Saturday, February 12, 2011


I have written a new intro or prelude or beginning or whatever to my memoir called Up Home Again or I'm Still Here or Going Without, Going Within or maybe none of those. I was told in a workshop that no one would care that I couldn't find my fabrics, the storyline of the first chapter. Here's the backgound I'll be using to show why I cared, even if no one else might.


“Honey, Mommy’s gone. God wanted her.”

With those words from my sister to me, everything was changed. What I knew was no more. Not as I had known it.

“He wanted her?” I thought. “With all the dead people he already has, he gets my mother? I’m not done with her yet.”

On February 7, 1959, she was gone. She was fifty-six. I was ten. I became The Little Girl Who Didn’t Need a Mother Anyway.

I could sew my own clothes, bake my own bread, tie my own shoes. Well, I could actually tie my own shoes. Anything I couldn’t do for myself, I didn’t really need.

We’d been living in Freedom, Maine for only a few months when my mother died. My sisters stayed in Massachusetts, but I lived in Freedom Village with my father and brother.

Some girls were like a little princesss, others more like a tomboy. I was kind of a . . . well, I don’t know if there was a name for it. I was just plain lonely.

I grew up wanting to travel, to get an education and a family. At different times I fancied myself becoming a lead singer in a rock group, a powerhouse of a business woman, or a war correspondent. I didn’t want a war, so I changed that last one to travel journalist.

I would look at things, a rock, a car, a tree and wonder why they were still here and my mother was gone. My father let me get a cat and I would just look at it and wonder why it was alive. I didn’t like losing things, didn’t take disappointments well, and cried when criticized. I tried to train myself to think normal things, to see things as they really were, not as I feared.

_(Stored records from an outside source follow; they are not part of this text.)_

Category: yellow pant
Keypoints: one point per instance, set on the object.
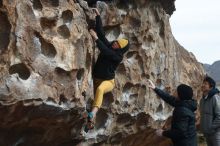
(101, 87)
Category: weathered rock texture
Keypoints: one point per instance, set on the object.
(46, 59)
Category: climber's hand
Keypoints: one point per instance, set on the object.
(151, 84)
(96, 11)
(93, 34)
(159, 132)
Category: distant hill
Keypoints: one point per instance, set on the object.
(213, 71)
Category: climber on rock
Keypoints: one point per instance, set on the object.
(110, 56)
(183, 128)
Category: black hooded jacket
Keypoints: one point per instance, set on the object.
(183, 129)
(108, 59)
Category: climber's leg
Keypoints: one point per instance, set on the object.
(104, 87)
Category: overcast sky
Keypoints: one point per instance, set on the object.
(196, 26)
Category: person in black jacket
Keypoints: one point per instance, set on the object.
(183, 128)
(110, 56)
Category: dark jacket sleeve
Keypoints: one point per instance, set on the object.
(100, 31)
(216, 110)
(179, 129)
(171, 100)
(110, 54)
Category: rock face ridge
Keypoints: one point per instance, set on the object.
(46, 59)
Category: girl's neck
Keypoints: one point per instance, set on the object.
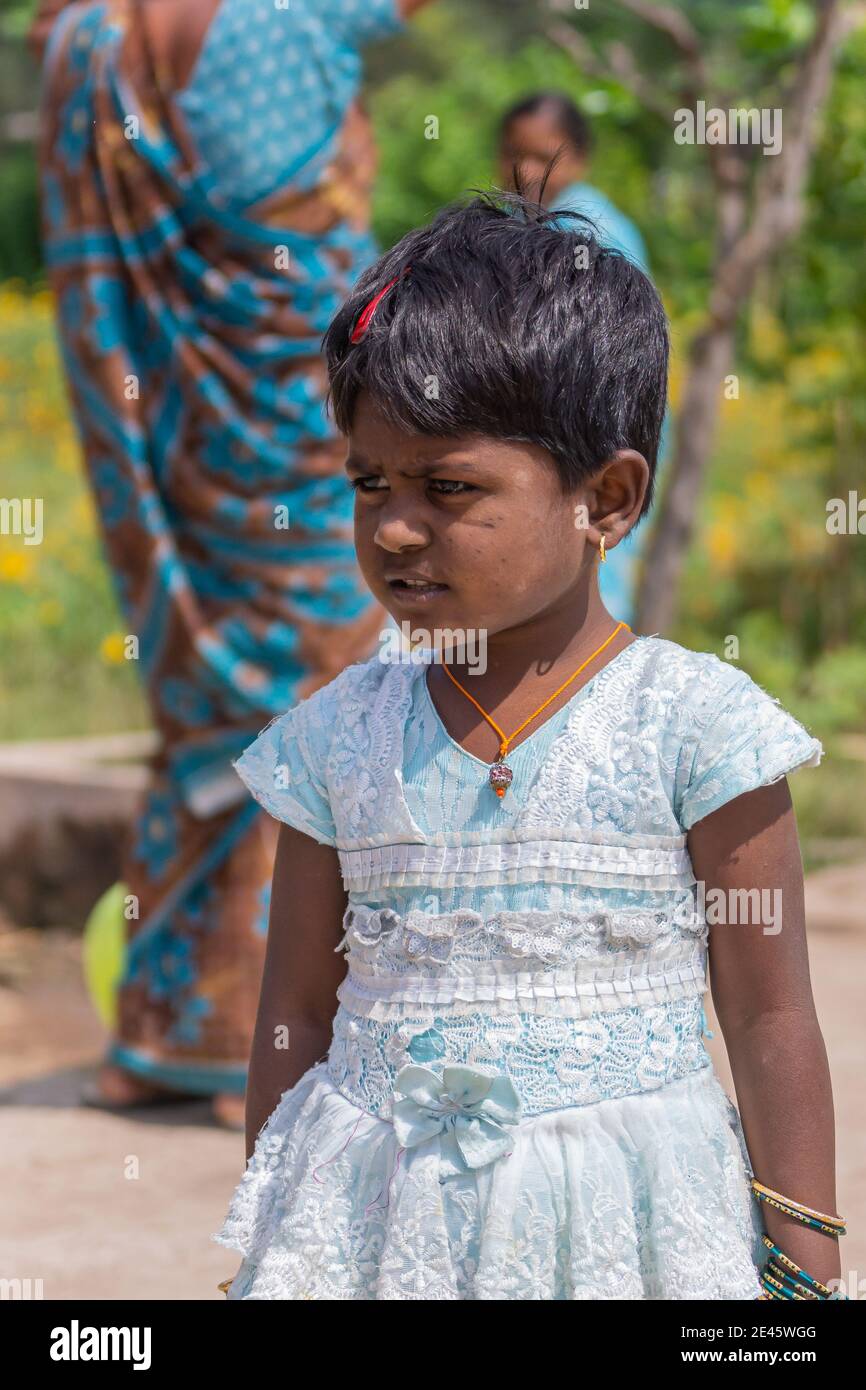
(537, 656)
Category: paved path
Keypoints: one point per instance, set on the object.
(72, 1216)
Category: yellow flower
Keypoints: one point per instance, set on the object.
(722, 545)
(50, 613)
(113, 648)
(17, 566)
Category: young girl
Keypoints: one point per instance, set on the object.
(478, 1066)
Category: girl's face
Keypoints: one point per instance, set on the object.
(483, 520)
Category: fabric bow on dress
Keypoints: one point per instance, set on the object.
(467, 1108)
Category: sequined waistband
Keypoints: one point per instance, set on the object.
(553, 1062)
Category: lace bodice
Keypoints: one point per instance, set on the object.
(566, 906)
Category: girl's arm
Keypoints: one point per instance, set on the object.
(762, 994)
(302, 972)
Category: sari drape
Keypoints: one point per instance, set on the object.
(189, 334)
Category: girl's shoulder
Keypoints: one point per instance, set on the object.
(720, 731)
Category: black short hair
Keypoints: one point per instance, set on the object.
(563, 113)
(530, 332)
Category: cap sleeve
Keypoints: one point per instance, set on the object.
(748, 741)
(284, 770)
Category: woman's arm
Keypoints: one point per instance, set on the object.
(762, 993)
(302, 972)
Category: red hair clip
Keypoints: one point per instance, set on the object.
(366, 314)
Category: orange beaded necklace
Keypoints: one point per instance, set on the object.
(501, 774)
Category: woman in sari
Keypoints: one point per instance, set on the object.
(199, 236)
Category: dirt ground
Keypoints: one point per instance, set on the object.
(72, 1215)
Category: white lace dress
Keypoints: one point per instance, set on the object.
(517, 1101)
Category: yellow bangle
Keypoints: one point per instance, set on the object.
(799, 1207)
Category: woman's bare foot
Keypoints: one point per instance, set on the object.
(230, 1109)
(120, 1087)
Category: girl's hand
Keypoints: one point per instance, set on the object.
(747, 856)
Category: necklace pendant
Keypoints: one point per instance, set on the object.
(501, 777)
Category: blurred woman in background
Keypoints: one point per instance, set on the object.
(206, 171)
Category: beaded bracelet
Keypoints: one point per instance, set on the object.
(836, 1225)
(816, 1221)
(777, 1280)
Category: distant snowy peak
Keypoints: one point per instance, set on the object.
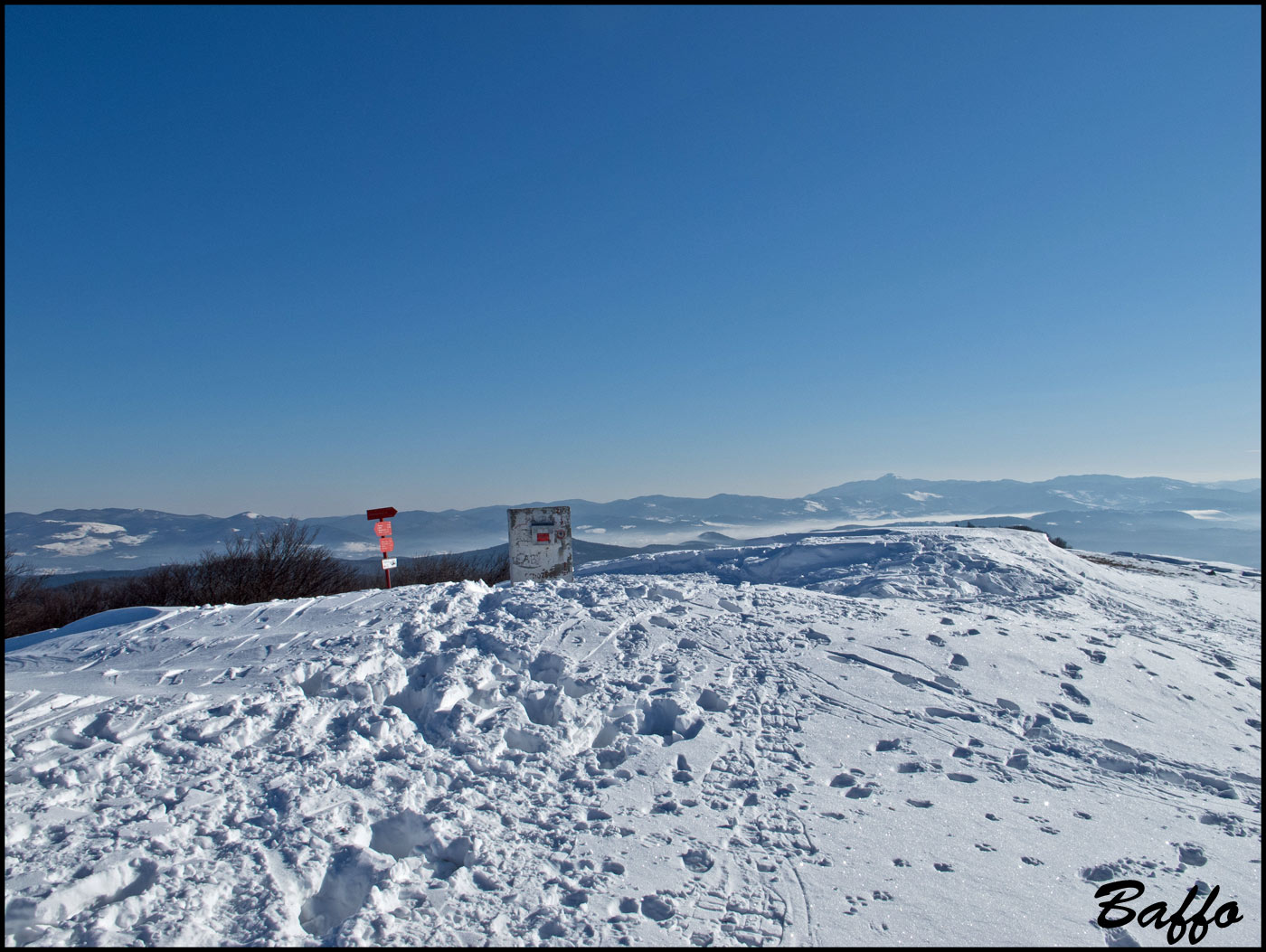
(1227, 519)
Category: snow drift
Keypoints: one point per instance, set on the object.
(926, 736)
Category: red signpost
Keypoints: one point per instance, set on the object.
(383, 530)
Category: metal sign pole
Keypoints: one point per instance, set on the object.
(383, 530)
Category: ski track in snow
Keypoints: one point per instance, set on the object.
(942, 736)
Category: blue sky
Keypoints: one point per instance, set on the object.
(313, 259)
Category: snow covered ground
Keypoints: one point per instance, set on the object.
(876, 737)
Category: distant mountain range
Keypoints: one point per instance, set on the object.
(1214, 521)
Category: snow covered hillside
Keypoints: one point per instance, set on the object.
(877, 737)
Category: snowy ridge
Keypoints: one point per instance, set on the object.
(833, 740)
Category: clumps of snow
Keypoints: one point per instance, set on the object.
(668, 749)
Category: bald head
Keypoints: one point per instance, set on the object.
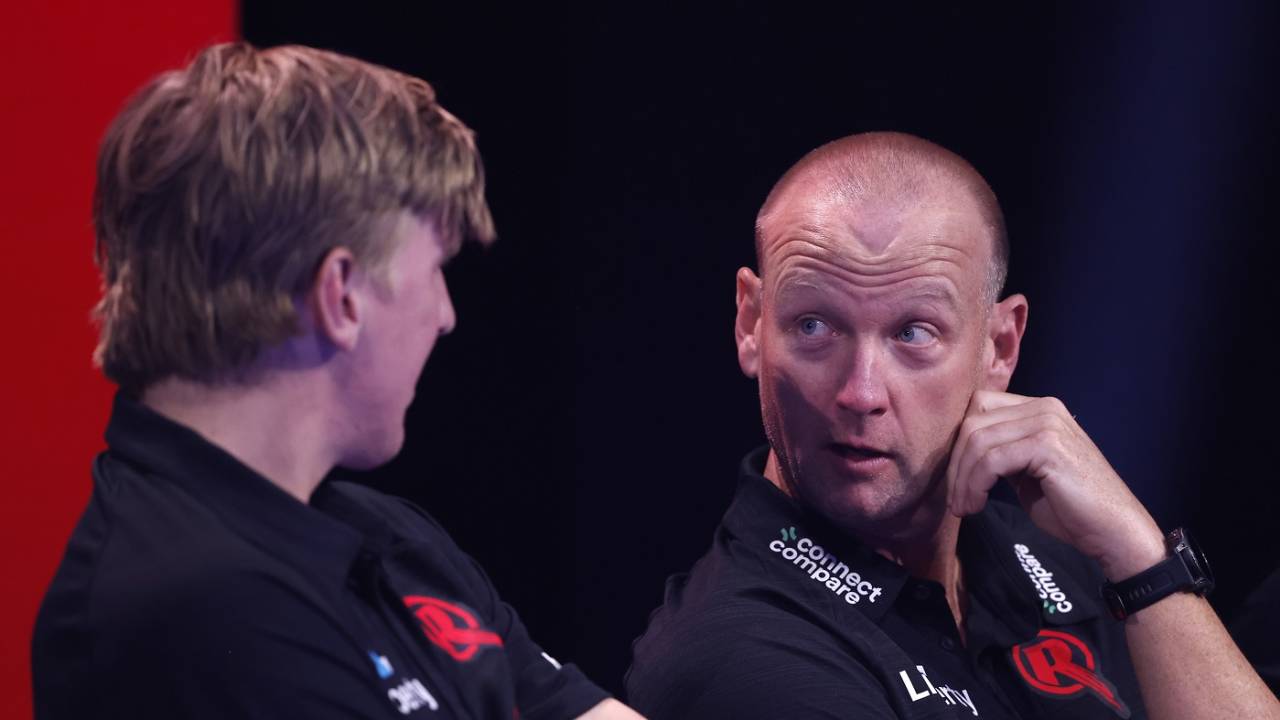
(894, 172)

I saw that other people’s parents went into the hospital and came home alive. It could happen if my father got sick. The first semester of my freshman year in college, my father was admitted to Togus Veteran’s Hospital. He died. He was sixty-three. I was eighteen.

Despite doing everything my own way, I did manage to graduate from college, travel, get married, and was raising a family when what I knew and how I knew it changed again.

Breast cancer came, then bankruptcy, then divorce, then breast cancer again. All I had left was gratitude for three healthy children who loved me and each other, for friends to help me, and for my own freelance style that was just going to have to get me through this episode of starting over.


Susan Cushman said...

Good job, Ellie. You took the criticism to heart and wrote the story in a way that makes me CARE about the character (you). A lesson all writers have to learn over and over again.

Ellie O'Leary said...

Thanks, Susan. I have just posted the intro to Part II and I am just about done with the story - although I also feel I have been done a few times before.